Smoked Oyster vs Vintage Vogue
Both are Benjamin Moore colors. Hue-wise, Smoked Oyster belongs to the grey family and Vintage Vogue to the green-grey family. At LRV 23 vs 12, Smoked Oyster will read as the brighter of the two — a 11-point gap that matters most in north-facing or low-light rooms. The tonal difference — Smoked Oyster's red character against Vintage Vogue's green — becomes most visible against white trim or in morning light. At ΔE 19.0, these are genuinely distinct colors — a strong contrast if used together, or a meaningful choice between two different directions. Below you'll find 1 real-room photo comparison where both colors appear side by side, plus 5 simulated room previews.
Smoked Oyster vs Vintage Vogue in Real Spaces
1 real room side by side. Seeing Smoked Oyster and Vintage Vogue in actual rooms makes the difference concrete; browse the spaces below to get a feel for how each color lives on a wall.
Living Room
Living rooms test a color across a full range of conditions — morning sun, afternoon shade, and evening lamp light all shift how both of these read. Smoked Oyster returns significantly more light to the room — in a smaller or darker space, that difference in perceived brightness is hard to miss.
Color Details
Smoked Oyster vs Vintage Vogue Simulated Comparison
5 simulated room previews — drag the slider on each to see Smoked Oyster on one side and Vintage Vogue on the other.

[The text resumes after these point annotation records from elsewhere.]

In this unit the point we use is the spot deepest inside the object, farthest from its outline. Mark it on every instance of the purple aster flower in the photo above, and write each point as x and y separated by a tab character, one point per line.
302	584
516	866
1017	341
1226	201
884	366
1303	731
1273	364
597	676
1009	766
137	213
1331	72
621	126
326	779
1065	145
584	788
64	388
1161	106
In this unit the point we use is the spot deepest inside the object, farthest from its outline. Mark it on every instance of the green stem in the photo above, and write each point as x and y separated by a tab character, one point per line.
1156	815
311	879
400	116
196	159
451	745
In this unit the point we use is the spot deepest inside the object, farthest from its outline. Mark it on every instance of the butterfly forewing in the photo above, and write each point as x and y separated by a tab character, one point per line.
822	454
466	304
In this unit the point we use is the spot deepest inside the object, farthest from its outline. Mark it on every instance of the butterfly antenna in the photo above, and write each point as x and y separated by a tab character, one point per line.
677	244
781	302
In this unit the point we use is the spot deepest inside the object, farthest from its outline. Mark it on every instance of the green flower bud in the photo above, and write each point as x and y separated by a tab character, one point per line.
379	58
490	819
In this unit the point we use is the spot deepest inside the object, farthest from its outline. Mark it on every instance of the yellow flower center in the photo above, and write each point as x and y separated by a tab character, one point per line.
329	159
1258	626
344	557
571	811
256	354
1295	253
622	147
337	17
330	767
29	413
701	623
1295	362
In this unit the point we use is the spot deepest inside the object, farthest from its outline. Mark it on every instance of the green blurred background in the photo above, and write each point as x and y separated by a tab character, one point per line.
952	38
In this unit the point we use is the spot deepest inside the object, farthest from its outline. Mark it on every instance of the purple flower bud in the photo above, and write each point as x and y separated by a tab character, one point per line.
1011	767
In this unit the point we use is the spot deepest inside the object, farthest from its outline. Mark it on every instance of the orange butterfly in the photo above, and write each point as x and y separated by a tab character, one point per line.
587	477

Digital color is approximate. These simulations are generated from the manufacturer's hex values and overlaid on grayscale room photos — your screen's calibration, brightness, and viewing angle all affect how they render. Before committing to either color, test physical samples in your own space under the light you actually live with.
More Smoked Oyster comparisons
See how Smoked Oyster stacks up against other well-photographed colors across different brands and tones.